Он умолк, и Харкнесс усмехнулся.

– Вообще-то, сэр, это не самая удачная идея. Я ведь вроде как зарекся заниматься хакерством, а командование в обмен закрыло глаза на некоторые мои проделки с базой данных бюро кадрового состава, парочкой файлов генеральной прокуратуры да еще и… Впрочем, не в этом суть. А в том, что я обещал больше не заниматься такими фокусами.

– Но у меня есть серьезные основания просить вас об этом, – настойчиво сказал Эшфорд.

– Это как пить дать, сэр, – хмыкнул Харкнесс. – Вы хотите избавить себя от неприятностей.

– Не без того, – усмехнулся Эшфорд, но выражение его лица тут же сделалось серьезным. – Правда, как объяснил мне уже не раз упомянутый Тремэйн, такого рода сюрпризы есть форма обучения, и лучше, если их преподнесут свои, чем хевы.
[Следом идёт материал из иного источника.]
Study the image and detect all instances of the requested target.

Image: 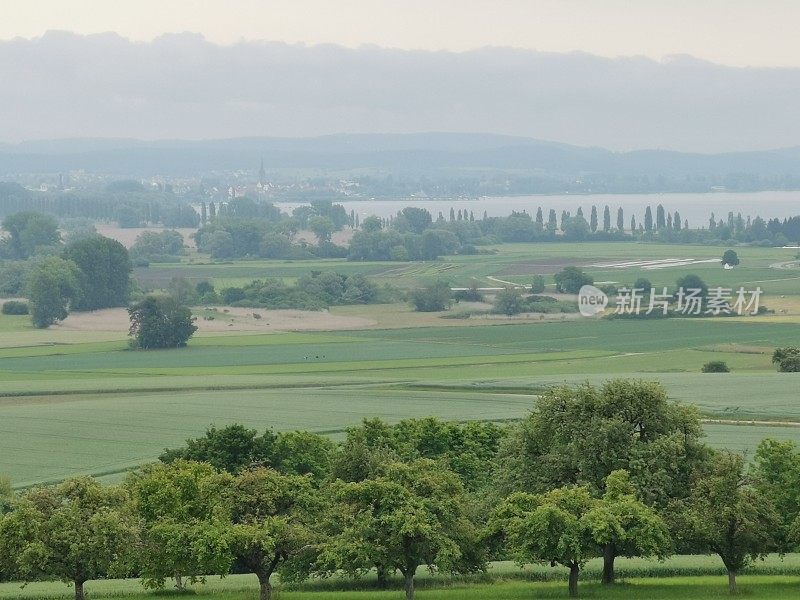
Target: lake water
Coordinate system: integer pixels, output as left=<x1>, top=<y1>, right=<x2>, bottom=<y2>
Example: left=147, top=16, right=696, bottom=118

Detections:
left=277, top=192, right=800, bottom=227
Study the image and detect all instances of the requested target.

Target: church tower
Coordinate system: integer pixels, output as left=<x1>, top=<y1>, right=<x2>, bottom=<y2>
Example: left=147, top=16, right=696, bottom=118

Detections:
left=258, top=157, right=267, bottom=190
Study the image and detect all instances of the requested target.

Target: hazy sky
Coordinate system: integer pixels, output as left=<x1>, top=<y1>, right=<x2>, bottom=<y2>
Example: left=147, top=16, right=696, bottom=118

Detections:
left=0, top=0, right=800, bottom=67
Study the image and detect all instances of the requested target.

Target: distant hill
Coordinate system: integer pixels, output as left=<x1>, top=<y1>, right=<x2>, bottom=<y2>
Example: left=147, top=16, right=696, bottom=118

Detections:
left=0, top=133, right=800, bottom=187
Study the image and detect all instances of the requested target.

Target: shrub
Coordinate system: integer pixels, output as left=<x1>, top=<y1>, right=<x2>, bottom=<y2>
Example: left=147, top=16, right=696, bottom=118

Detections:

Но в этом случае формой обучения можно считать и выявление всех и всяческих сюрпризов.

– В этом что-то есть, старшина… то есть я хотел сказать, старший уоррент-офицер Харкнесс, – вмешался Тремэйн.

– Да валяйте по старинке, – пожал плечами Харкнесс. – А раз считаете, что капитану надо пособить, я попробую. Если, конечно, у вас нет возражений.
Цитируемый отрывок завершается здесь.